In 1971, colloidal gold was introduced into immunology, and since then, the immunological colloidal gold technology has been widely used in various biomedical fields as a new immunological testing. In medical testing, the application of colloidal gold is mainly in immunochromatography and rapid immunogold filtration. It is used to detect HBsAg, HCG, and anti-double-stranded DNA antibodies, and has the advantages of being simple, fast, accurate, and pollution-free.
Colloidal gold is formed by polying gold particles of a certain size by chloroauric acid under the action of reducing agents such as white phosphorus, ascorbic acid, sodium citrate, and tannic acid, and then it forms a stable colloidal state due to electrostatic effect, forming a negatively charged hydrophobic colloidal solution. Because of this electrostatic effect, it is called colloidal gold. Colloidal gold carries a negative charge in weakly alkaline environments and can form a firm bond with positively charged groups of protein molecules. As this bond is an electrostatic bond, it does not affect the biological properties of the protein.
In addition to binding to proteins, colloidal gold can also bind to many other biopolymers, such as SPA, PHA, ConA, etc. According to some physical characteristics of colloidal gold, such as high electron density, particle size, shape, and color reaction, combined with the immune and biological characteristics of the binding materials, colloidal gold has been widely used in immunology, histology, pathology, and cell biology.
The labeling of colloidal gold basically refers to the process of protein and other high polymers being adsorbed onto the surface of colloidal gold particles. The adsorption mechanism may be that the negatively charged surface of colloidal gold particles binds firmly with the positively charged groups of proteins due to electrostatic adsorption. Reduction testings can be used to conveniently prepare colloidal gold particles of various sizes or colors from chloroauric acid. These spherical particles have strong adsorption functionality to proteins and can non-covalently bind with many materials such as Staphylococcus A protein, immunoglobulin, toxin, glycoprotein, enzyme, antibiotic, hormone, bovine serum albumin peptide conjugates, etc., making them very useful tools in basic research and clinical trials.

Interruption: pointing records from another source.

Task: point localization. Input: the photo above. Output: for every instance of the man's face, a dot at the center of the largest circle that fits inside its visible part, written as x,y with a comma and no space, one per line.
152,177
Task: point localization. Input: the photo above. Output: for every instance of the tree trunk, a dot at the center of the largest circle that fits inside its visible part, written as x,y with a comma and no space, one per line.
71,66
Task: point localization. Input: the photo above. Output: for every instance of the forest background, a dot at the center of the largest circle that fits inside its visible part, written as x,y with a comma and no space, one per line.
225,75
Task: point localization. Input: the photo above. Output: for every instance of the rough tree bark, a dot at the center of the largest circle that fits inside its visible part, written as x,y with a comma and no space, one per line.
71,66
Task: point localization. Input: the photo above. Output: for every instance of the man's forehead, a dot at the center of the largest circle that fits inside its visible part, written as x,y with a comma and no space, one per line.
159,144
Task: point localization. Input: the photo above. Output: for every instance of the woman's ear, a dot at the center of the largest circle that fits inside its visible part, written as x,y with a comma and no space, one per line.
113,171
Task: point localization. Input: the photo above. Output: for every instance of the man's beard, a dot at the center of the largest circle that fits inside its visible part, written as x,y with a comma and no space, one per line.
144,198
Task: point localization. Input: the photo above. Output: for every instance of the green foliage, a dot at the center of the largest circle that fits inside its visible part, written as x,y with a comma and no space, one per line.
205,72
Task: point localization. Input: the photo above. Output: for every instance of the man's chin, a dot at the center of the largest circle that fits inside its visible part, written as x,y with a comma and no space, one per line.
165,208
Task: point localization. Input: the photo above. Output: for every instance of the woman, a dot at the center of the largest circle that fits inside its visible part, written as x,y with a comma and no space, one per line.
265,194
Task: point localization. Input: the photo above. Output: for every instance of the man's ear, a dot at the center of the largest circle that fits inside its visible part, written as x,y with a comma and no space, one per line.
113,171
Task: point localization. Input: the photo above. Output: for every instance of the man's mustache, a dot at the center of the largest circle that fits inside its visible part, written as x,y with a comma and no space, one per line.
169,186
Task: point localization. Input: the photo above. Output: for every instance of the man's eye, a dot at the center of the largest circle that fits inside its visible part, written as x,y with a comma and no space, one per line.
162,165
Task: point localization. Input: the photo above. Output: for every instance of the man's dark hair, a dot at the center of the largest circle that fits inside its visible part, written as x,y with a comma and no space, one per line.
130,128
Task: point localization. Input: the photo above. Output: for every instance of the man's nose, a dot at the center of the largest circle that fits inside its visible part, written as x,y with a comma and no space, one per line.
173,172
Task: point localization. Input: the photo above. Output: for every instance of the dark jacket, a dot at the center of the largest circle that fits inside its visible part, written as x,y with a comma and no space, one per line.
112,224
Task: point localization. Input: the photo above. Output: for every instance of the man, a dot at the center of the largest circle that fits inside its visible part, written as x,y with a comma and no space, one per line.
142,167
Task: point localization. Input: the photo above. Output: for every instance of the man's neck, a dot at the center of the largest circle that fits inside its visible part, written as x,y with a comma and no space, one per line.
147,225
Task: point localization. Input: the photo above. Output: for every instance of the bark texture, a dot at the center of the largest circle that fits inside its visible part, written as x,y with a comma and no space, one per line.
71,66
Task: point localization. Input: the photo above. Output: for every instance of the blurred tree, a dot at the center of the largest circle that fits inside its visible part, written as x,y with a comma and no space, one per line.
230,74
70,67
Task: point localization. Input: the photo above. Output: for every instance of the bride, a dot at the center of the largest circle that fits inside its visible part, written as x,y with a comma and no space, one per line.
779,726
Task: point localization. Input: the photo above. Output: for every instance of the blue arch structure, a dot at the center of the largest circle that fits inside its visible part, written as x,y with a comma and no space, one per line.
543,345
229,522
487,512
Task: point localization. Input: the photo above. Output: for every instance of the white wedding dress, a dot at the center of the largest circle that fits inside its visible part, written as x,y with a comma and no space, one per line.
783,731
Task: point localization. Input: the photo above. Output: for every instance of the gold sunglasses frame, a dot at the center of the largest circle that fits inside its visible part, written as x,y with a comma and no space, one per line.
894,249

The immunogold labeling technology mainly utilizes the high electron density of gold particles. Black or brown particles can be seen at the gold-protein binding site under a microscope. When these markers are heavily aggregated at the corresponding ligand site, red or pink spots can be seen with the naked eye. Therefore, in qualitative or semi-quantitative rapid immunodetection testings, this reaction can also be amplified by silver particle deposition, which is called immunogold-silver staining.